For large-scale networks, high-radix switches reduce hop and switch count, which decreases latency and power. The ITRS projections for signal-pin count and per-pin bandwidth are nearly flat over the next decade, so increased radix in electronic switches will come at the cost of less per-port bandwidth. Silicon nanophotonic technology provides a long-term solution to this problem. We first compare the use of photonic I/O against an all-electrical, Cray YARC inspired baseline. We compare the power and performance of switches of radix 64, 100, and 144 in the 45, 32, and 22 nm technology steps. In addition with the greater off-chip bandwidth enabled by photonics, the high power of electrical components inside the switch becomes a problem beyond radix 64. We propose an optical switch architecture that exploits high-speed optical interconnects to build a flat crossbar with multiple-writer, single-reader links. Unlike YARC, which uses small buffers at various stages, the proposed design buffers only at input and output ports. This simplifies the design and enables large buffers, capable of handling ethernet-size packets.
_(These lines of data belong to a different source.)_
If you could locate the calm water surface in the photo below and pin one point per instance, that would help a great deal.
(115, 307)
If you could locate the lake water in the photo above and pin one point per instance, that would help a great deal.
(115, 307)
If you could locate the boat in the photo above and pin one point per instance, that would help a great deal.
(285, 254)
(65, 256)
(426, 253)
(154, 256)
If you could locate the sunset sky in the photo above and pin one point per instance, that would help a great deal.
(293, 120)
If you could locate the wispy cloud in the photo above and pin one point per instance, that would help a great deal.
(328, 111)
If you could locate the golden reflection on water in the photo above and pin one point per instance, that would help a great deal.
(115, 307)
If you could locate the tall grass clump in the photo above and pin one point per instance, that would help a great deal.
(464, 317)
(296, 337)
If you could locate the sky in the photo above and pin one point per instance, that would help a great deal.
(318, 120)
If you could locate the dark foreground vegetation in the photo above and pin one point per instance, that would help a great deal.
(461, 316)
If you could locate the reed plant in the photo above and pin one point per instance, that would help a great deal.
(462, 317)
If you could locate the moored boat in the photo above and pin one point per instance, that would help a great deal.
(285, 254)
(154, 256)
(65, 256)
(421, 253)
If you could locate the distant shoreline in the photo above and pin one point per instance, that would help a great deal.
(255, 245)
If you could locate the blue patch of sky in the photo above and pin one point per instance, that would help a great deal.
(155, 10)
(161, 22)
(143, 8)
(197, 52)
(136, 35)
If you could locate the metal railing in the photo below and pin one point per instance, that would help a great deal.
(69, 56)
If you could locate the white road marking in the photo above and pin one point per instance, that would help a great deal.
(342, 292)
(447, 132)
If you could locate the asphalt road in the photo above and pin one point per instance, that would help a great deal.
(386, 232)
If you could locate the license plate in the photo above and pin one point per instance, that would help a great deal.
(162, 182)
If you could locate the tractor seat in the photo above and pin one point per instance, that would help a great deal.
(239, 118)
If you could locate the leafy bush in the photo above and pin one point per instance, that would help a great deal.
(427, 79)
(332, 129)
To mitigate head-of-line blocking and maximize switch throughput, we use an arbitration scheme that allows each port to make eight requests and use two grants. The bandwidth of the optical crossbar is also doubled to to provide a 2x internal speedup. Since optical interconnects have high static power, we show that it is critical to balance the use of optical and electrical components to get the best energy efficiency. Overall, the adoption of photonic I/O allows 100,000 port networks to be constructed with less than one third the power of equivalent all-electronic networks. A further 50% reduction in power can be achieved by using photonics within the switch components. Our best optical design performs similarly to YARC for small packets while consuming less than half the power, and handles 80% more load for large message traffic.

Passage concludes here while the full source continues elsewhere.